Below is a detailed and a bit summary of the reasons for and our response to the outage on March 18th and 19th and the actions we plan to take to ensure that such an outage doesn’t occur again. In total there was about 8 hours of downtime for our clients websites and 2 hours of downtime for the CRM portion of EasyBroker. Our last unplanned outage was on February 14, 2012 over a year ago. We’ve maintained over a 99% uptime for the year however we understand that EasyBroker is fundamental to your business and plan to take steps to ensure that we can more quickly respond should a similar problem arise.
The problem and the various attempts to solve it
On March 18th our main production server started behaving strangely and rebooting and making a few changes which took about an hour we were able to get the server back online but without discovering the root cause. During the day we investigated with our host Rackspace but we were still unable to find the root of the problem.
On the morning of the 19th the problem returned however we weren’t able to get the server to come back online. We tried to swap in a newly built virtual server but unfortunately as we were migrating the server Rackspace had an outage with their Cloud Files server which caused our migration to freeze. While trying to resolve the migration issue with Rackspace we launched a new server on a different ip and were able to quickly get the CRM portion of EasyBroker back online. Unfortunately all of the domain names of our clients’ websites were pointing to the old server ip so it would probably take from four to eight hours to migrate to the new ip. Rackspace told us that it would take about 30 minutes to get the Cloud Files service back online so we assumed it would be best to wait.
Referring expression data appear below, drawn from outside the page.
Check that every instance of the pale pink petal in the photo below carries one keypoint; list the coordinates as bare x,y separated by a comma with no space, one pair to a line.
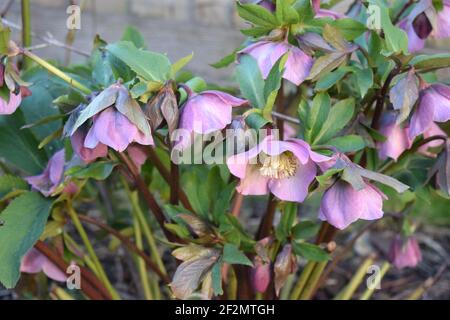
294,188
253,183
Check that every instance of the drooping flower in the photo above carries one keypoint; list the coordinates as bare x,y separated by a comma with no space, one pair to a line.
117,120
267,53
260,275
324,13
404,252
268,4
351,196
434,130
207,112
285,168
397,139
10,92
86,154
424,21
342,204
434,105
417,26
52,177
35,262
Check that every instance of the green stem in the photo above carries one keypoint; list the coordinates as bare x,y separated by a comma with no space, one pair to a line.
310,286
26,30
56,72
145,227
349,290
369,291
140,262
304,276
102,274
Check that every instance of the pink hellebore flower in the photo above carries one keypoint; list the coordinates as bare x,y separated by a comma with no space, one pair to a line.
286,168
417,26
267,53
260,275
115,130
397,139
434,105
404,252
342,204
86,154
324,13
53,175
208,111
35,262
434,130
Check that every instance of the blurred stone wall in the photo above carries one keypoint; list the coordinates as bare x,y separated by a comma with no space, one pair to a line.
209,28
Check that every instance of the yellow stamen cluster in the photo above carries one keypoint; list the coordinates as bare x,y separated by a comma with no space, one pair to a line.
278,167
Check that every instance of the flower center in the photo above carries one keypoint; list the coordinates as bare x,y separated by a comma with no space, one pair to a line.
278,167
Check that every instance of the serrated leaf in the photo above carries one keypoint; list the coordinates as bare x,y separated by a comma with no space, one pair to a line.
99,171
425,63
180,64
250,81
384,179
257,15
339,115
325,64
310,251
105,99
285,13
404,95
305,230
349,143
317,115
23,222
149,65
232,255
Unfortunately after the Cloud Files service came back online they couldn’t unfreeze the box. After about 5 hours of working with Rackspace they realized there was a hardware issue, most likely the hard drive, which was also the root cause of the problems on the server up until now. Rackspace changed the hardware and then we were able to get the server fully migrated.
Plans to alleviate future outages
The biggest problem we had with this outage is that we couldn’t move to a new server because the ip was locked to the current one. This would not have been a factor if we had used CNames instead of A records for each of our clients’ domains. We could have easily transitioned everything to a new server with a simple DNS change. We’ve already updated all the domain names of all our clients’ domains that we manage to use CNames so that we’re prepared for this in the future.
Another way we could have resolved the problem is by using a load balancer so that we can easily swap in new servers without having to take down EasyBroker. A load balancer enables us to use a single ip for multiple servers. We are currently in the process of adding a load balancer so that in the future we can resolve this problem with no or at least a very limited amount of downtime.
Conclusion
We are very sorry for the downtime and realize that it affects each of our clients’ businesses. We have over a 99% uptime for the past few years however we will still take additional measures to reduce the possibility of such outages in the future.